Was sind mRNA-Codons?

Die genetische Information eines Organismus wird durch ein System, den sogenannten genetischen Code, ausgedrückt, in dem Boten-Ribonukleinsäure (mRNA)-Codons eine wichtige Rolle spielen. MRNA-Codons sind Nukleotidsätze, die als Matrize für die Proteinsynthese dienen. Dieses Template wird durch Transkription von Desoxyribonukleinsäure (DNA) erzeugt. MRNA interagiert später während der Translation mit Transfer-RNA (tRNA) und bildet eine Polypeptidkette aus Aminosäuren. Jedes mRNA-Codon besteht aus drei Basen, die mit passenden Basen auf einem tRNA-Anticodon korrespondieren, das wiederum an eine bestimmte Aminosäure gebunden ist.
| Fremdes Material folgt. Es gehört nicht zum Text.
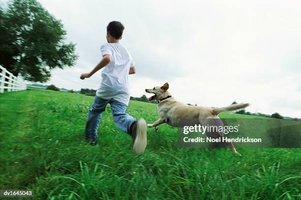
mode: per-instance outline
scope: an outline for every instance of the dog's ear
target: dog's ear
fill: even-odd
[[[168,85],[168,83],[165,83],[164,85],[161,86],[161,88],[164,91],[166,91],[167,89],[168,89],[169,87],[169,85]]]

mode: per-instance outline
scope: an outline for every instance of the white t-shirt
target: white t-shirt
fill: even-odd
[[[111,62],[101,73],[102,80],[96,96],[103,99],[114,99],[126,105],[130,99],[128,73],[135,62],[125,47],[120,43],[105,43],[100,48],[101,55],[110,55]]]

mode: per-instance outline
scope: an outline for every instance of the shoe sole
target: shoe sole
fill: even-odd
[[[141,155],[144,152],[147,145],[147,124],[144,119],[137,121],[137,132],[136,140],[134,142],[133,149],[137,155]]]

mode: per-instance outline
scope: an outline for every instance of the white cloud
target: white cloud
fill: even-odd
[[[249,102],[252,112],[301,117],[299,1],[40,1],[62,20],[80,57],[74,67],[54,70],[49,83],[98,87],[99,72],[79,77],[99,61],[106,26],[118,20],[136,62],[132,96],[169,82],[186,103]]]

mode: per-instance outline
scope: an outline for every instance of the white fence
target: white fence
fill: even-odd
[[[1,65],[0,70],[0,93],[4,92],[4,89],[8,92],[26,89],[26,84],[21,77],[16,77]]]

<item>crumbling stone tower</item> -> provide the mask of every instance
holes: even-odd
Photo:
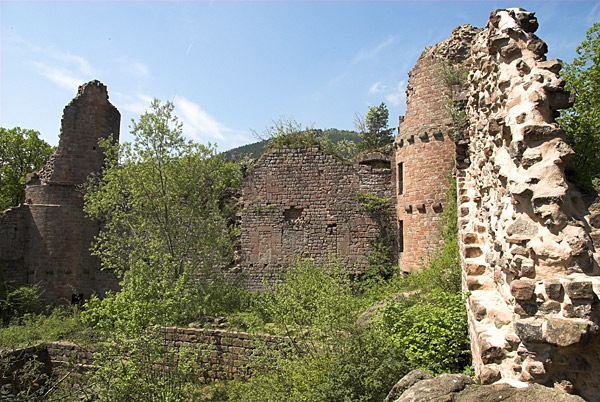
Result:
[[[533,13],[497,10],[466,62],[458,223],[473,363],[484,383],[557,385],[598,401],[598,253],[554,122],[572,98],[537,28]]]
[[[98,139],[118,140],[121,115],[106,86],[79,87],[65,107],[60,142],[46,166],[27,177],[25,205],[0,218],[0,274],[15,285],[40,284],[50,303],[77,302],[116,288],[89,248],[98,222],[85,217],[78,186],[99,172],[104,153]]]
[[[440,247],[439,216],[446,204],[455,139],[461,136],[445,106],[452,97],[460,101],[458,92],[452,93],[442,70],[448,65],[461,69],[479,31],[470,25],[454,29],[449,39],[423,51],[409,73],[406,115],[400,117],[393,167],[399,265],[405,272],[419,270]]]

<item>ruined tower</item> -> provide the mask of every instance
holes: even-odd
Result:
[[[419,270],[441,244],[439,218],[446,204],[455,139],[461,135],[447,110],[453,100],[460,101],[459,91],[453,95],[444,70],[460,72],[480,30],[470,25],[454,29],[449,39],[423,51],[409,73],[406,115],[400,118],[394,142],[393,167],[398,262],[405,272]]]
[[[99,172],[100,138],[119,137],[121,115],[106,86],[79,87],[65,107],[60,142],[38,173],[27,176],[25,205],[0,218],[0,273],[14,285],[40,284],[50,303],[69,303],[115,288],[116,278],[99,269],[89,248],[99,223],[86,218],[78,188]]]

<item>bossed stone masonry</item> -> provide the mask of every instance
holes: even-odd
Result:
[[[298,260],[326,265],[338,258],[360,273],[370,240],[395,236],[390,158],[365,154],[344,164],[319,148],[267,152],[242,184],[238,267],[248,286],[277,280]],[[361,210],[358,194],[389,198],[386,211]]]
[[[99,224],[85,217],[78,186],[99,172],[100,138],[119,138],[121,115],[106,86],[79,87],[65,107],[60,142],[44,168],[27,176],[25,204],[0,218],[0,276],[13,285],[40,284],[49,303],[79,302],[116,289],[89,252]]]
[[[409,73],[406,115],[394,142],[393,185],[397,196],[399,265],[420,270],[441,245],[440,213],[446,206],[448,175],[456,145],[453,122],[444,99],[451,96],[441,70],[460,69],[480,28],[463,25],[450,38],[425,49]]]
[[[484,383],[557,385],[598,400],[598,254],[566,180],[570,107],[538,22],[498,10],[467,66],[470,164],[458,172],[459,246],[474,364]]]

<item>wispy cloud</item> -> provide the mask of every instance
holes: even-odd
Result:
[[[406,81],[402,80],[396,85],[394,92],[386,95],[385,99],[392,106],[400,106],[406,101]]]
[[[73,73],[67,69],[50,66],[38,61],[33,62],[33,67],[40,75],[70,92],[77,92],[79,85],[85,82],[84,79],[75,77]]]
[[[145,94],[127,95],[118,91],[112,91],[112,97],[119,109],[136,115],[143,114],[153,100],[151,96]]]
[[[386,86],[382,84],[381,81],[377,81],[375,84],[371,85],[371,88],[369,88],[369,93],[374,95],[384,91],[385,89]]]
[[[79,85],[96,74],[95,69],[84,57],[54,46],[39,46],[18,35],[11,35],[9,39],[29,49],[32,59],[36,59],[30,61],[35,72],[67,91],[77,91]]]
[[[183,123],[183,131],[189,137],[202,141],[222,142],[233,131],[219,123],[200,105],[183,96],[176,95],[173,103]]]
[[[396,42],[396,40],[397,40],[397,38],[395,36],[390,36],[386,40],[384,40],[383,42],[377,44],[376,46],[374,46],[374,47],[372,47],[370,49],[363,49],[363,50],[361,50],[360,52],[358,52],[358,54],[352,60],[352,64],[357,64],[357,63],[360,63],[362,61],[369,60],[369,59],[377,57],[377,55],[379,53],[381,53],[381,51],[383,49],[385,49],[386,47],[394,44],[394,42]]]

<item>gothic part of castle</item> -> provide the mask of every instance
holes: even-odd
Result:
[[[600,400],[600,203],[588,208],[565,177],[573,151],[554,118],[573,97],[537,27],[533,13],[497,10],[485,29],[461,26],[426,49],[385,151],[351,164],[318,148],[266,153],[241,189],[237,265],[248,286],[297,258],[335,256],[360,274],[382,231],[400,267],[419,269],[440,246],[453,169],[476,373],[483,383],[558,385]],[[439,74],[448,62],[468,71],[464,85],[449,87]],[[464,124],[448,99],[462,105]],[[89,254],[99,224],[85,218],[77,186],[102,166],[97,140],[118,137],[119,120],[102,84],[80,87],[56,153],[28,177],[26,204],[0,217],[2,277],[41,283],[50,302],[116,287]],[[359,194],[389,207],[365,210]]]

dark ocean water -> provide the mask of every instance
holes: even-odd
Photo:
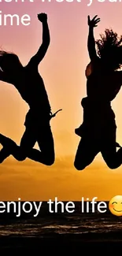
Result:
[[[15,215],[0,216],[0,236],[51,237],[57,235],[98,236],[118,233],[122,241],[122,217],[116,217],[107,211],[100,213],[82,213],[80,204],[76,202],[73,213],[47,213],[44,205],[42,213],[36,217],[32,214],[24,214],[21,217]],[[106,234],[106,235],[105,235]],[[96,236],[97,238],[97,236]],[[118,238],[117,238],[118,239]]]

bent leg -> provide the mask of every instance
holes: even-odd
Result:
[[[89,165],[99,152],[97,139],[85,136],[80,139],[76,154],[74,166],[77,170],[83,170]]]
[[[122,148],[116,151],[116,128],[105,131],[102,138],[102,155],[109,169],[114,169],[122,164]]]
[[[107,166],[111,169],[120,167],[122,164],[122,148],[116,152],[116,145],[105,145],[102,150],[102,155]]]
[[[54,162],[54,144],[50,124],[36,129],[36,140],[41,151],[31,149],[28,158],[46,165],[52,165]]]

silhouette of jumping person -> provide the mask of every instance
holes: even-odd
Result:
[[[99,40],[94,41],[94,28],[100,21],[88,16],[88,51],[91,62],[86,69],[87,97],[82,99],[83,121],[76,134],[81,137],[74,165],[83,170],[101,152],[110,169],[122,164],[122,148],[116,143],[116,125],[111,102],[122,84],[122,36],[105,29]],[[95,49],[98,46],[98,53]],[[116,147],[120,147],[118,151]]]
[[[16,54],[0,52],[0,80],[13,84],[30,107],[20,146],[0,135],[0,143],[3,146],[0,151],[1,163],[10,154],[18,161],[28,158],[46,165],[54,162],[54,143],[50,121],[57,113],[52,114],[44,83],[38,71],[50,45],[50,31],[47,15],[39,13],[38,19],[43,24],[43,43],[26,66],[21,65]],[[40,150],[33,148],[36,142]]]

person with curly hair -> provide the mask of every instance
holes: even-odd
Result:
[[[122,85],[122,36],[105,29],[105,35],[95,42],[94,28],[100,21],[97,17],[91,20],[88,16],[91,62],[86,69],[87,97],[81,102],[83,124],[75,130],[81,137],[74,161],[78,170],[88,166],[100,152],[109,169],[122,164],[122,148],[116,142],[116,125],[111,107]]]

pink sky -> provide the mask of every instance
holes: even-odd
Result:
[[[65,158],[67,159],[68,157],[71,157],[71,159],[74,158],[79,143],[79,138],[75,135],[74,129],[82,121],[80,101],[86,95],[84,70],[89,62],[87,49],[87,15],[93,17],[98,14],[101,18],[101,23],[94,31],[96,39],[98,38],[99,33],[104,32],[105,28],[112,28],[119,35],[122,34],[122,2],[109,2],[107,0],[105,2],[98,2],[98,1],[94,0],[90,7],[87,6],[89,0],[82,0],[81,2],[75,0],[73,2],[67,2],[66,1],[57,2],[54,0],[52,0],[51,2],[47,1],[42,2],[39,0],[35,0],[33,3],[29,2],[28,0],[24,3],[20,2],[20,0],[17,3],[14,1],[9,3],[2,2],[0,3],[0,10],[3,14],[16,13],[21,17],[26,13],[30,15],[31,21],[31,25],[27,27],[24,25],[18,27],[15,24],[13,27],[9,24],[1,26],[0,46],[3,50],[17,53],[24,65],[28,63],[29,58],[36,52],[42,43],[42,24],[37,20],[37,13],[42,12],[47,13],[51,43],[45,59],[40,64],[39,72],[44,79],[53,111],[61,108],[63,109],[63,111],[58,113],[57,117],[51,122],[55,139],[57,165],[60,171],[58,172],[58,169],[55,169],[55,167],[51,167],[50,173],[49,174],[48,170],[49,176],[46,176],[46,170],[39,165],[38,168],[41,169],[39,181],[40,184],[45,182],[43,184],[45,187],[49,184],[54,186],[54,180],[57,179],[62,187],[61,186],[59,190],[58,187],[57,188],[57,195],[59,193],[61,197],[61,195],[66,195],[67,193],[67,197],[68,195],[71,196],[72,195],[75,198],[79,193],[84,193],[84,195],[91,196],[93,191],[92,186],[95,186],[97,184],[98,185],[94,192],[97,193],[97,189],[99,187],[98,195],[102,198],[104,190],[106,193],[104,194],[104,198],[107,198],[113,195],[113,192],[119,193],[121,191],[121,167],[117,171],[109,171],[103,162],[101,155],[98,155],[97,159],[99,165],[96,165],[98,161],[95,160],[91,168],[90,167],[79,173],[75,170],[73,161],[71,165],[71,162],[68,163],[67,160],[65,160]],[[122,121],[121,110],[120,110],[122,108],[121,102],[122,91],[120,92],[113,103],[118,126],[117,141],[122,144]],[[28,105],[21,99],[18,92],[12,85],[1,83],[1,133],[11,137],[19,143],[24,130],[23,124],[28,109]],[[62,161],[64,161],[65,167],[61,173],[61,168],[64,166],[62,165]],[[26,161],[23,162],[22,165],[17,163],[17,165],[14,165],[14,168],[8,165],[7,161],[7,164],[5,162],[0,166],[0,172],[2,169],[0,183],[2,183],[2,191],[4,191],[3,194],[6,198],[9,195],[13,197],[14,191],[17,187],[19,187],[20,191],[22,191],[24,184],[25,191],[24,190],[24,191],[25,196],[29,197],[30,194],[26,190],[25,180],[29,176],[28,185],[34,182],[34,187],[35,187],[38,172],[32,173],[31,169],[29,170],[28,167],[28,171],[26,171],[28,173],[25,172],[24,173]],[[53,168],[54,168],[54,170]],[[9,169],[11,170],[10,173],[13,173],[13,176],[9,174]],[[100,176],[99,171],[98,171],[99,169]],[[51,169],[54,170],[52,174]],[[55,173],[56,169],[57,173]],[[69,176],[67,172],[68,172]],[[86,172],[88,172],[89,175],[87,175]],[[13,176],[14,179],[13,179]],[[30,176],[32,177],[32,180],[29,184]],[[49,177],[50,177],[50,180]],[[56,177],[56,180],[54,177]],[[67,177],[68,177],[68,180]],[[115,183],[115,177],[116,183],[113,190],[113,184]],[[66,189],[65,182],[66,180],[67,184],[68,184],[69,180],[69,187]],[[107,192],[105,187],[109,180],[112,182],[112,187],[109,185]],[[19,180],[20,186],[18,186]],[[82,180],[86,182],[83,184],[83,188],[82,188]],[[17,184],[17,187],[16,187]],[[61,194],[63,187],[64,194]],[[116,191],[115,187],[116,187]],[[109,189],[111,193],[109,193]],[[89,191],[88,194],[87,194],[87,191]],[[41,190],[39,191],[40,194],[38,192],[39,191],[36,188],[33,195],[41,195],[42,193]],[[51,193],[54,196],[54,191],[51,191]],[[46,192],[46,195],[48,196],[48,192]]]

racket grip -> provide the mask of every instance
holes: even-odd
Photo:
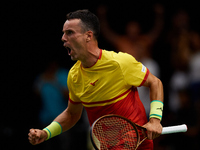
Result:
[[[186,131],[187,131],[187,125],[183,124],[177,126],[163,127],[162,134],[170,134],[170,133],[178,133]]]

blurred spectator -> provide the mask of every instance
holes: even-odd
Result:
[[[139,22],[130,21],[126,25],[125,35],[120,35],[109,26],[107,6],[100,6],[97,9],[97,14],[100,20],[101,33],[116,48],[116,51],[129,53],[138,61],[145,57],[151,57],[151,48],[163,28],[163,7],[156,4],[154,9],[156,13],[155,23],[148,33],[141,34]]]
[[[160,4],[154,5],[154,11],[156,13],[154,26],[148,33],[141,34],[141,26],[139,22],[130,21],[126,25],[125,35],[119,35],[109,27],[106,18],[106,6],[100,6],[97,10],[97,13],[100,19],[103,36],[112,45],[114,45],[116,51],[131,54],[138,61],[141,61],[153,75],[160,77],[160,67],[158,63],[152,58],[151,49],[163,29],[163,6]],[[138,92],[140,99],[145,107],[146,115],[148,116],[150,111],[149,89],[146,87],[139,87]]]
[[[172,18],[168,35],[174,68],[170,79],[168,123],[185,123],[188,126],[186,133],[168,139],[174,149],[200,148],[200,38],[197,32],[190,29],[189,19],[186,11],[178,10]]]
[[[59,67],[56,61],[52,61],[35,80],[35,91],[42,101],[39,112],[41,128],[47,126],[67,108],[69,94],[67,76],[68,70]],[[86,112],[83,110],[81,119],[72,129],[54,137],[53,141],[49,140],[41,144],[41,146],[49,150],[87,150],[88,130],[89,124]]]

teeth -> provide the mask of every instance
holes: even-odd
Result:
[[[70,55],[71,49],[69,47],[66,47],[68,50],[68,55]]]

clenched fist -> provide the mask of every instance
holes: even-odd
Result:
[[[29,142],[32,145],[40,144],[44,142],[46,138],[47,138],[47,133],[44,130],[30,129],[30,132],[28,134]]]

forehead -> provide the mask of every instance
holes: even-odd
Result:
[[[63,31],[81,29],[80,21],[81,21],[80,19],[66,20],[66,22],[63,25]]]

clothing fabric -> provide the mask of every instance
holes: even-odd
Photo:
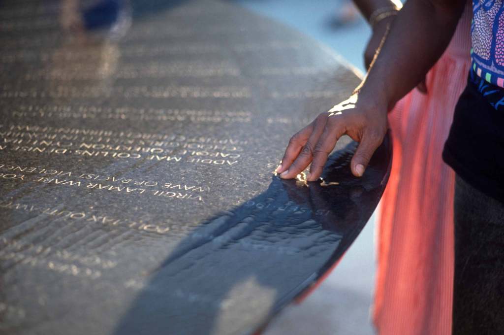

DNA- und RNA-Stränge bestehen aus Nukleotidketten, die über komplementäre Basenpaarungen miteinander verbunden sind. Die vier DNA-Nukleobasen, die die Schlüsselkomponenten der Nukleotidmoleküle sind, sind Adenin (A), Thymin (T), Guanin (G) und Cytosin (C). In der RNA ersetzt Uracil (U) Thymin. Adenin paart sich mit Thymin oder Uracil, während Guanin mit Cytosin paart.

MRNA ist eine Matrize, die durch einen als Transkription bekannten Prozess aus DNA erzeugt wird. Das Enzym RNA-Polymerase spaltet die DNA-Doppelhelix und paart die DNA-Einzelstränge mit komplementären RNA-Basen. Zum Beispiel erzeugt ein DNA-Satz von Basen, der AATCAG liest, einen mRNA-Satz, der UUAGUC liest. Der mRNA-Strang bricht dann zur weiteren Verarbeitung ab.

Ribosomen genannte Organellen sind die Translationsstelle, der Prozess, bei dem mRNA in ein entsprechendes Protein entschlüsselt wird. Bei der Translation wird mRNA als eine Reihe von Nukleotidtripletts „gelesen“, die als mRNA-Codons bekannt sind. Unter Verwendung des Beispiels aus dem vorherigen Absatz sind die mRNA-Codons, die wir haben, UUA und GUC. Der Translationsprozess paart jedes dieser mRNA-Codons mit einem komplementären tRNA-Anticodon. UUA paart sich mit dem tRNA-Anticodon AAU und GUC wird mit CAG paaren.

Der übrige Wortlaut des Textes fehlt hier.